Bestselling author Daniel Silva has left his longtime reps at ICM to sign with Robert Barnett, the D.C-based attorney at Williams & Connolly. The word in publishing circles is that this is a first step toward Silva shopping for a new publishing deal, one that might lead to his exit from Putnam.
Silva had been with ICM since he transitioned from journalism to spy thrillers with the 1997 debut The Unlikely Spy. He is best known for the series he writes on art restorer/Israeli secret agent Gabriel Allon. Silva routinely lands on the bestseller lists, most recently for The Rembrandt Affair, which Putnam published last month.
I’m told that Barnett is shopping to publishers and that Silva’s wife, NBC Today Show correspondent Jamie Gangel, will play a large role in making his next deal. ICM’s Sloan Harris and Esther Newberg had repped Silva. While he’s not on the sales level of Janet Evanovich, Siva’s situation sounds somewhat familiar. Evanovich’s son, Peter, took over as her agent after she left Trident Media. After St. Martin’s Press declined an offer to renew her deal at $50 million for 4 books earlier this summer, Evanovich made a deal at Random House’s Ballantine Bantam Dell imprint. Price was never disclosed, but sources tell me it was for far less than the original ask.
What’s driving all of this is the growing realization by authors that their next deal probably won’t be as good as their last. Dealmakers say publishers aren’t stepping up for auctions the way they once did, and nobody wants to overpay. Silva’s exit from ICM to Barnett is an interesting development that is creating a lot of discussion in publishing circles. Barnett charges by the hour—estimates are that clients in the range of $975 per—instead of the standard 15% that most major agencies and management firms charge. He’s a less expensive option: if Silva is getting $3 million per book, an agency would commission $450,000; Barnett’s hourly bill might be half that.
Charging hourly, Barnett has built a stellar client list comprised mostly of politicians that range from President Barack Obama to ex-President George W. Bush, Sarah Palin, Tony Blair, Bill and Hillary Clinton and Bob Woodward. Fiction hasn’t been a big part of his business, but he did sign James Patterson after he left WME, and last fall Barnett negotiated a 17-book deal with Hachette Book Group that covers the prolific author through 2012—six books per year. The commission on such a deal would have been enormous, and it’s likely that Patterson saved a lot of money.

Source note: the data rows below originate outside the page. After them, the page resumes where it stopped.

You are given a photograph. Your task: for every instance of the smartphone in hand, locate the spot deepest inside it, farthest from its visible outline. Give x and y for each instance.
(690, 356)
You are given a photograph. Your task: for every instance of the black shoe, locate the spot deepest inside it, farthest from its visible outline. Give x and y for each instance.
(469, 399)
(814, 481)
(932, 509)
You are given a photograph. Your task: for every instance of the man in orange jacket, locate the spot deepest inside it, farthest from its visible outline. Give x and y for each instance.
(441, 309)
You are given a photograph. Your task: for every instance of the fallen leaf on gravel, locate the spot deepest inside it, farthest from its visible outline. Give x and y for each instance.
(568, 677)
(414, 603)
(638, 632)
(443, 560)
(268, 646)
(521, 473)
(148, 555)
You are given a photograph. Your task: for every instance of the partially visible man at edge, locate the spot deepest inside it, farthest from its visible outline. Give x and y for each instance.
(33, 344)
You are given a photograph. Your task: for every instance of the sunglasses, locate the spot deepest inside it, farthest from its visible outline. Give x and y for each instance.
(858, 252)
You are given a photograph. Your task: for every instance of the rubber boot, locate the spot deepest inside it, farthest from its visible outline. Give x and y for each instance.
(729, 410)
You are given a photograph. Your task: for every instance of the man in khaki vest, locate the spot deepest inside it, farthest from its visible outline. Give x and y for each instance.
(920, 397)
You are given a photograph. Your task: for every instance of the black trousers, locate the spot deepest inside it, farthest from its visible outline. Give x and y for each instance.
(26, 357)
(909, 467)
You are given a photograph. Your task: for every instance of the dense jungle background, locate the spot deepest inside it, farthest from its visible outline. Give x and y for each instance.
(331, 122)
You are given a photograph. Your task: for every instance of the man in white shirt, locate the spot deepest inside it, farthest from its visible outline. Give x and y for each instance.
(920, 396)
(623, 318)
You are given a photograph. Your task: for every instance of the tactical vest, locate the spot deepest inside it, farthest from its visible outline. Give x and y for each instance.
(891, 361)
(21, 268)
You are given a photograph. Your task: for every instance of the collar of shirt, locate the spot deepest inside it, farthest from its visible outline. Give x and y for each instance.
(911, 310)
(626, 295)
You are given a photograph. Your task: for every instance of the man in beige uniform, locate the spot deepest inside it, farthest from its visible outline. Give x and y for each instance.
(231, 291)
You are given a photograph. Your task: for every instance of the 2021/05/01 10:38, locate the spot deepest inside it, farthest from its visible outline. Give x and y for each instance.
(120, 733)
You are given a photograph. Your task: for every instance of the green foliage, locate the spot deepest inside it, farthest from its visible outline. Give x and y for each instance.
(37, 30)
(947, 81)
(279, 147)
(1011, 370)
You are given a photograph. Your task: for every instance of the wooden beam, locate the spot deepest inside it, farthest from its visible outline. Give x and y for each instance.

Dealmakers said that Barnett’s hourly fee formula has a downside. He usually makes one deal for world rights, I’m told. When the deal’s done, he’s done. Agents said that if an author has a following in countries outside the U.S., it’s often more lucrative to make separate deals for each territories. If an author gets a $3 million advance for world rights, subsequent territorial sales made by that publisher are applied against that advance. Agents making separate deals come away with advances that go right to the author, less 20% commission, half of which goes to a foreign co-rep. Agents also pester publishers about the fine details from cover design to publicity and distribution, and there is also a psychological aspect. A $3 million deal is divided in 25% payments that come upon signing, acceptance of manuscript, publication of hardcover and then paperback. Commissioning agents wait for those payments before subtracting commissions. Barnett sends a bill when he makes the deal. Some authors find it easier to look at a check that has been lightened by commission fees, rather than having to write a big check themselves before they’ve received their full advances.
But Barnett actually gets very involved in the roll out of big books, which in the next few weeks will include titles from Bush, Blair, Palin and Woodward. The attorney coordinates the serialization deals and TV interviews, still charging by the hour. He also brings in a foreign rights agent named Linda Michaels for clients like Patterson, I’m told.
I reached out to Barnett, who responded by e-mail: “I am pleased to be representing Daniel Silva. We don’t have anything to announce about his future plans at this time.”